If bringing in a special prosecutor from B.C. to oversee former Ontario Attorney General Bryant’s case was to create transparency and avoid optics of any ‘special treatment’ by Ontario police or judicial officials, not allowing a preliminary trial in this matter has negated those intentions. The undesirable language of ‘the educated rich versus the poor’ and a ‘law for the rich and a law for the poor’ is now swirling about like a typhoon within the city. Cyclists, justified or not, now feel that their safety while navigating city streets is even more imperilled than before the incident. None of these statements are representative of what is actually at stake here (the guilt or innocence of actions that lead to a death) but the lack of a judicial process, not surprisingly, has sadly fed the flames of mistrust and discontent amongst cyclists, motorists and the rest of the city’s inhabitants.

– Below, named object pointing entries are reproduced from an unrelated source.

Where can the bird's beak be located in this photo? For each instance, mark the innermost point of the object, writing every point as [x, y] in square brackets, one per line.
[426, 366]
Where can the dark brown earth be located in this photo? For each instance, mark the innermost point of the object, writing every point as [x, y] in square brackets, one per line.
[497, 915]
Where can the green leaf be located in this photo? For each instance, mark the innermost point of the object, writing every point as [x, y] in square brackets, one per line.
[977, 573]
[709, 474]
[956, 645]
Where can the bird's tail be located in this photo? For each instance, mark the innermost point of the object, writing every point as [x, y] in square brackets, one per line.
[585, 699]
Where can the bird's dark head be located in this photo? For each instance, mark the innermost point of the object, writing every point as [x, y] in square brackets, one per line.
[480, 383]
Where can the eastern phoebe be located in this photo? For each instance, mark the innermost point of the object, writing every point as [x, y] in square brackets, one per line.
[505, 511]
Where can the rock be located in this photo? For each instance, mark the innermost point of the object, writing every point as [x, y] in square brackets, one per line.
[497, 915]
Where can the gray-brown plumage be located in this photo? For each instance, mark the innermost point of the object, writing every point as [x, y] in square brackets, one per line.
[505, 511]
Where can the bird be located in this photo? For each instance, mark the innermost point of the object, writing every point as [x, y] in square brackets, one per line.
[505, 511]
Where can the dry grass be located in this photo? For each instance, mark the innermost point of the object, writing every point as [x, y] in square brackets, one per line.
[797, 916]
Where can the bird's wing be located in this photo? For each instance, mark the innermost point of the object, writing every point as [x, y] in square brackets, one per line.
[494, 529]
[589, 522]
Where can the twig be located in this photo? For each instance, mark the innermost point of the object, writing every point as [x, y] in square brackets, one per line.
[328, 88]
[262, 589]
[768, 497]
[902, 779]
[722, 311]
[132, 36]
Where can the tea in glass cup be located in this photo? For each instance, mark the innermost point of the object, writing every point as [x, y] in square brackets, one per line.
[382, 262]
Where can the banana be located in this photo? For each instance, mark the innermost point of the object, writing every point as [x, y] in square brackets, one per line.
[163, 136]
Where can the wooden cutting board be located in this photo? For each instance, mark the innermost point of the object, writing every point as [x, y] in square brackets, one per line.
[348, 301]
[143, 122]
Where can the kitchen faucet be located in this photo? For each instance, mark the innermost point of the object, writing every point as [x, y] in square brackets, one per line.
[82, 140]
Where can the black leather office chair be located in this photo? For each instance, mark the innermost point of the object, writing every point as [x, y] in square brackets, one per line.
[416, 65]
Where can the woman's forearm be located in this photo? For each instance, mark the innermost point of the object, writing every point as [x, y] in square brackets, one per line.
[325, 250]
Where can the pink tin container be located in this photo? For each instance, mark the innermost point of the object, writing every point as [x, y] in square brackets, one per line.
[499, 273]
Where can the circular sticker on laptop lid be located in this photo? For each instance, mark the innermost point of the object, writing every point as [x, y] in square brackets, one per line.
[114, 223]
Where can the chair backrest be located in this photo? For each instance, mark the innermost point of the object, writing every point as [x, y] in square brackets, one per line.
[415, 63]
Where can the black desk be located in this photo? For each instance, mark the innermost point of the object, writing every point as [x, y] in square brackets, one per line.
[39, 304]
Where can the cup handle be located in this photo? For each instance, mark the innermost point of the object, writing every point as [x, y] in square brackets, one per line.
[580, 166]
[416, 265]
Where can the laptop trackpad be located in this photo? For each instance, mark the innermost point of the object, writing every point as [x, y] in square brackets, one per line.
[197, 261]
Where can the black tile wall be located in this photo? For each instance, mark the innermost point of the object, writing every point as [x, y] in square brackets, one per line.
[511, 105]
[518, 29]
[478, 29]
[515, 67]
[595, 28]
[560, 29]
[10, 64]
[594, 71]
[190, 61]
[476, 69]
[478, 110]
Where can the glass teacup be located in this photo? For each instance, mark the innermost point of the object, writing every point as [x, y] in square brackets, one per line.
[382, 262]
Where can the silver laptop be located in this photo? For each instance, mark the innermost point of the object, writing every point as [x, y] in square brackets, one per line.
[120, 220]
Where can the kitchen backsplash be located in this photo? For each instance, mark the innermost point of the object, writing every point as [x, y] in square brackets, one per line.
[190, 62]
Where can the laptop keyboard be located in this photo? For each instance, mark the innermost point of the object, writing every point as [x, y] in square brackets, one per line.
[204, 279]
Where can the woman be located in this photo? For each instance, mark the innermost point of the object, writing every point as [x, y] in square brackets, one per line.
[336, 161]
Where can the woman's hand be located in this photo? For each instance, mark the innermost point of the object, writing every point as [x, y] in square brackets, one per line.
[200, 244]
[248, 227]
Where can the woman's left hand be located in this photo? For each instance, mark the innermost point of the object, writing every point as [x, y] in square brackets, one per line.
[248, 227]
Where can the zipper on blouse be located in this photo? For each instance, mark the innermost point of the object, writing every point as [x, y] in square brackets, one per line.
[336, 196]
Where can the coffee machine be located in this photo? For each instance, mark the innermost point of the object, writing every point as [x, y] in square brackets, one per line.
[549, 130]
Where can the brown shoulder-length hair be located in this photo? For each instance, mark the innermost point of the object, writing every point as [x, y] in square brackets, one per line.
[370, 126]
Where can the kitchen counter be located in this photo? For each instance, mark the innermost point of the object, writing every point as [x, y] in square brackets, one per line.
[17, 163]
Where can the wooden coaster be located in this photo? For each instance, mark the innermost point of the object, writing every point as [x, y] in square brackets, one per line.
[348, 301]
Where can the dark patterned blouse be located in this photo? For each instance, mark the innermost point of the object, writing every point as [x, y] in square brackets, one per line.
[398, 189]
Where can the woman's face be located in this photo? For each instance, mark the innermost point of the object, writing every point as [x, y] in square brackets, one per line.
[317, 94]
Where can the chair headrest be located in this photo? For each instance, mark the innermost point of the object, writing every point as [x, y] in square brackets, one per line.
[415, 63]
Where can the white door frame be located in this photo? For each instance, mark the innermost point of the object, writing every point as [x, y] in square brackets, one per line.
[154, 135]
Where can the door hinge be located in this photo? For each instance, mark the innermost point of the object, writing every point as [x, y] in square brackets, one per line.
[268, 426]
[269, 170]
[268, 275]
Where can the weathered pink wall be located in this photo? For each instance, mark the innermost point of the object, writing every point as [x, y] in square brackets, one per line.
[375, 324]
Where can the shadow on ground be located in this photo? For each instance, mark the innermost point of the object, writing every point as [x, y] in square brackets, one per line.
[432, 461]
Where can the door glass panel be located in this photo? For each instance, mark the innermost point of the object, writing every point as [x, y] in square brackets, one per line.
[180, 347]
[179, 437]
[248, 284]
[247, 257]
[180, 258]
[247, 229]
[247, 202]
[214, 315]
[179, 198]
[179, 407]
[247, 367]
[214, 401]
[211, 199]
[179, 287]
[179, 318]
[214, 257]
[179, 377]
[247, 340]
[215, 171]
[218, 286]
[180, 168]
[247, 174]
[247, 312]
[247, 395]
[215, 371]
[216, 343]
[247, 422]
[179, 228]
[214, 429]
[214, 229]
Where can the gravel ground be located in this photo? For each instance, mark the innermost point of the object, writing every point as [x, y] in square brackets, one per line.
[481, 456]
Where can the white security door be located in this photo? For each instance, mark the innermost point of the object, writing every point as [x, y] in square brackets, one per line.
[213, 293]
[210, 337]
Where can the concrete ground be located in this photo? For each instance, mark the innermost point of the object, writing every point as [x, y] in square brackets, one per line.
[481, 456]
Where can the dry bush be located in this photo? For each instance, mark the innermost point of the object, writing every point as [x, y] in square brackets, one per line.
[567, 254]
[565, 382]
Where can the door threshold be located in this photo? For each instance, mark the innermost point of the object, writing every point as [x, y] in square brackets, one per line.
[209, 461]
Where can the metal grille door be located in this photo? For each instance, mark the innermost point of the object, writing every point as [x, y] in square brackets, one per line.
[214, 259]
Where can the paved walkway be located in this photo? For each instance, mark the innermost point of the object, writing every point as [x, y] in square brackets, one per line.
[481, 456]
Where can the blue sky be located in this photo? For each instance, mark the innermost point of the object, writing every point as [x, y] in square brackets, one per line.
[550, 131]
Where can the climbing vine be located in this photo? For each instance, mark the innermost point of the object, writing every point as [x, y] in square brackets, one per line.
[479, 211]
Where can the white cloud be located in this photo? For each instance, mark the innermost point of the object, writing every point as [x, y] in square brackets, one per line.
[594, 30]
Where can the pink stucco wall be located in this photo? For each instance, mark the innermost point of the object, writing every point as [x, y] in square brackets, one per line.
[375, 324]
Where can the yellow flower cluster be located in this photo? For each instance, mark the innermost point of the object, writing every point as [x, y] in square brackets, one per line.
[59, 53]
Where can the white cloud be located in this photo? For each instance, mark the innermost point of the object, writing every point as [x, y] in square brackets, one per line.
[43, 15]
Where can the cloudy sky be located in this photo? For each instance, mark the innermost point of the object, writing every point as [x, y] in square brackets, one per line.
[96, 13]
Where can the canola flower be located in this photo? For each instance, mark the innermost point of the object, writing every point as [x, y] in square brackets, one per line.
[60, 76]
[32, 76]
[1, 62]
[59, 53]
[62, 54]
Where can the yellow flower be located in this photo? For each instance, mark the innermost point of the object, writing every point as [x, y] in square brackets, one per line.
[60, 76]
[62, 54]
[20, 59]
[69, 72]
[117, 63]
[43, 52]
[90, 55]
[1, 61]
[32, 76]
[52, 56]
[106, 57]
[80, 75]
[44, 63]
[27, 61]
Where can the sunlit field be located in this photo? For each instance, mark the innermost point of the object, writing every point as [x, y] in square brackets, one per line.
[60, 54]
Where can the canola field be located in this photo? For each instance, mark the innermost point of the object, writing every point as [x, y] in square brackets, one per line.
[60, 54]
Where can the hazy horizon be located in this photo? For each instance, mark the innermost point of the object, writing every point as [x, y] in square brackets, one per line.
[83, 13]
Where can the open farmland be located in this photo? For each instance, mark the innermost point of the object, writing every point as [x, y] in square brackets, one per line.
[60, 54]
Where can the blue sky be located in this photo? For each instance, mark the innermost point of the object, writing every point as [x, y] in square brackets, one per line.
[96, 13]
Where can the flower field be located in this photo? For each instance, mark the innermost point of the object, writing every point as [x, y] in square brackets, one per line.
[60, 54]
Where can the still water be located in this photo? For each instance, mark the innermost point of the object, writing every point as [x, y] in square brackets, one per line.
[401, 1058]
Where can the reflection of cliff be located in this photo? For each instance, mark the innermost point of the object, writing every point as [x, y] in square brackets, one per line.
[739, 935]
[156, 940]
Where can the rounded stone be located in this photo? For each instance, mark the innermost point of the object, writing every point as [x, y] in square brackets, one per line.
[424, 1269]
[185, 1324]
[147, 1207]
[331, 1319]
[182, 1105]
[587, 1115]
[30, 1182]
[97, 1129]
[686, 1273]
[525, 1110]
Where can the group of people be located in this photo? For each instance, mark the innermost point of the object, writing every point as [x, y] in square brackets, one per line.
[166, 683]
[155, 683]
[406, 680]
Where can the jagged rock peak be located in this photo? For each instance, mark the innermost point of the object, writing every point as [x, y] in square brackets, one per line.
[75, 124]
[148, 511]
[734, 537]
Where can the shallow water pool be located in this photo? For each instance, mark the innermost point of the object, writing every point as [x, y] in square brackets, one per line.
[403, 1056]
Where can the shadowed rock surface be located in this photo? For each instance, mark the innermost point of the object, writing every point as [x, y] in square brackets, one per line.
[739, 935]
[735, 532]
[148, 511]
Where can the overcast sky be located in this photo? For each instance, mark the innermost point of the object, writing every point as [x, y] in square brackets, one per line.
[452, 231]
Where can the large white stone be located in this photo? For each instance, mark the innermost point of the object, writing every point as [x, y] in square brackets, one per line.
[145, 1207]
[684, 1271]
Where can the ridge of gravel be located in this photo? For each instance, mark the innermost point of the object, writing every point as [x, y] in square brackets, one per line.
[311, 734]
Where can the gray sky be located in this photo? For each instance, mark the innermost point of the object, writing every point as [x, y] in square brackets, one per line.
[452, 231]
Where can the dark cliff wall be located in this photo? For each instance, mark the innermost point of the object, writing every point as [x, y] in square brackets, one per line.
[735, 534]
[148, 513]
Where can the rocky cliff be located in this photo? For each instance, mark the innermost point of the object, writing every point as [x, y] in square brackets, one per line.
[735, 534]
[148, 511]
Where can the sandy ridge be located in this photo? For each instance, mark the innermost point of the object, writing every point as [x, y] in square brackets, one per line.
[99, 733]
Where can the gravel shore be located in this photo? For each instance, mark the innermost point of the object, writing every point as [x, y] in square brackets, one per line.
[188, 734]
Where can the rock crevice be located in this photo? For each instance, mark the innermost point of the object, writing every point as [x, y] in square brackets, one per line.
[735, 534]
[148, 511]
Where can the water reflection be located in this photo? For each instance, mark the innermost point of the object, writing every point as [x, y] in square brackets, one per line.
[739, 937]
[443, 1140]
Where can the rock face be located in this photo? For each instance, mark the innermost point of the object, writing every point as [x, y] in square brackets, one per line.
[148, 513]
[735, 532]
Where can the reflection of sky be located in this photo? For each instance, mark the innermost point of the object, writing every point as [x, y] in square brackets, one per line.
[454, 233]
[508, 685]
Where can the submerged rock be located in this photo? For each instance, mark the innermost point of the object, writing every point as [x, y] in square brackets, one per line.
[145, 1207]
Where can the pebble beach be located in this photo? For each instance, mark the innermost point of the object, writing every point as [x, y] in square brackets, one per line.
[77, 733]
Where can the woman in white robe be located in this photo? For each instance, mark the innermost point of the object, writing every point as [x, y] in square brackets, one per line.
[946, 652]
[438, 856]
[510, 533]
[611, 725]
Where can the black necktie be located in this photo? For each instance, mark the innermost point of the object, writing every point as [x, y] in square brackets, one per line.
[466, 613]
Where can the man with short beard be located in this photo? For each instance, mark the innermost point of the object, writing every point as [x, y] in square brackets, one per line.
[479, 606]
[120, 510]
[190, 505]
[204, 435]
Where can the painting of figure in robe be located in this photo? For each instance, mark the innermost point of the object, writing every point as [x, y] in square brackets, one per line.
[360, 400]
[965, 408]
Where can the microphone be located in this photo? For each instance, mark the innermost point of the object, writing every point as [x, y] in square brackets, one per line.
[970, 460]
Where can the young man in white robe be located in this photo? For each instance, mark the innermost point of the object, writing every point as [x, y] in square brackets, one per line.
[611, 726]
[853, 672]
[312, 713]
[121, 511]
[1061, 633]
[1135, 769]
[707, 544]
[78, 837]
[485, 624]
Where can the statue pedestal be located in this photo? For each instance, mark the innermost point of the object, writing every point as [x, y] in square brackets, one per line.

These rumblings and grumblings could have been avoided if the course of justice had been allowed to proceed within an Ontario court room. A trial would have revealed that this case was about road rage, not about cyclists versus motorists nor about couriers versus lawyers. The court would have looked at both men’s actions equally to decide what, if any laws, were broken by either party. The judge or jury would have decided if either party’s actions during those adrenalin-filled 28 seconds imperilled the safety of the other. In other words, the court would have done its job with the public present. If Bryant had been found guilty or acquitted of any charges by means of a judicial decision, we Torontonians would have been privy to the information provided that resulted in that decision. Bryant would not have this spectre of preferred treatment and doubt now forever attached to him. Darcy Allan Sheppard, through testimony (favourable or not) of witnesses at the scene that summer night, would have had his day in court as well.

Because, you see Mr. Peck, I don’t know about B.C. but in the eyes of the Ontario judicial system, every accused, including Sheppard and Bryant, is considered ‘innocent until proven guilty’. In this case, thanks to you, we will never know.